In the world of science, Lawrence Berkeley National Laboratory (Berkeley Lab) is synonymous with “excellence.” Eleven scientists associated with Berkeley Lab have won the Nobel Prize and 55 Nobel Laureates either trained here or had significant collaborations with our Laboratory. Thirteen of our scientists have won the National Medal of Science, our nation's highest award for lifetime achievement in fields of scientific research. As of 2008, there have been 61 Berkeley Lab scientists elected into the National Academy of Sciences (NAS), considered one of the highest honors for a scientist in the United States. This translates to approximately three-percent of the total NAS membership, an unparalleled record of achievement. Eighteen of our engineers have been elected to the National Academy of Engineering, and two of our scientists have been elected into the Institute of Medicine. In addition, Berkeley Lab has trained thousands of university science and engineering students who are advancing technological innovations across the nation and around the world.
Berkeley Lab is a member of the national laboratory system supported by the U.S. Department of Energy through its Office of Science. It is managed by the University of California (UC) and is charged with conducting unclassified research across a wide range of scientific disciplines. Located on a 200 acre site in the hills above the UC Berkeley campus that offers spectacular views of the San Francisco Bay, Berkeley Lab employs approximately 4,000 scientists, engineers, support staff and students. Its budget for 2008 was approximately $600 million. Studies estimate the Laboratory’s overall economic impact through direct, indirect and induced spending on the nine counties that make up the San Francisco Bay Area to be nearly $700 million annually. The overall economic impact on the global economy is an estimated $1.4 billion a year. Technologies developed at Berkeley Lab have generated billions of dollars in revenues, and thousands of jobs. Savings as a results of Berkeley Lab developments in lighting and windows, and other energy-efficient technologies, have also been in the billions of dollars.

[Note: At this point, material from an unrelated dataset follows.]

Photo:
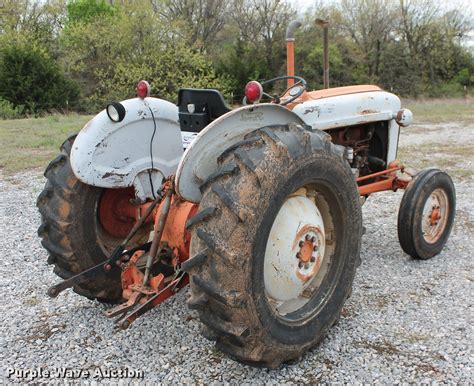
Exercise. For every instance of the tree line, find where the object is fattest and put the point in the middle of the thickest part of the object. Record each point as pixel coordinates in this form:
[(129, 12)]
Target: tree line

Berkeley Lab was founded in 1931 by Ernest Orlando Lawrence, a UC Berkeley physicist who won the 1939 Nobel Prize in physics for his invention of the cyclotron, a circular particle accelerator that opened the door to high-energy physics. It was Lawrence’s belief that scientific research is best done through teams of individuals with different fields of expertise, working together. His teamwork concept is a Berkeley Lab legacy that continues today.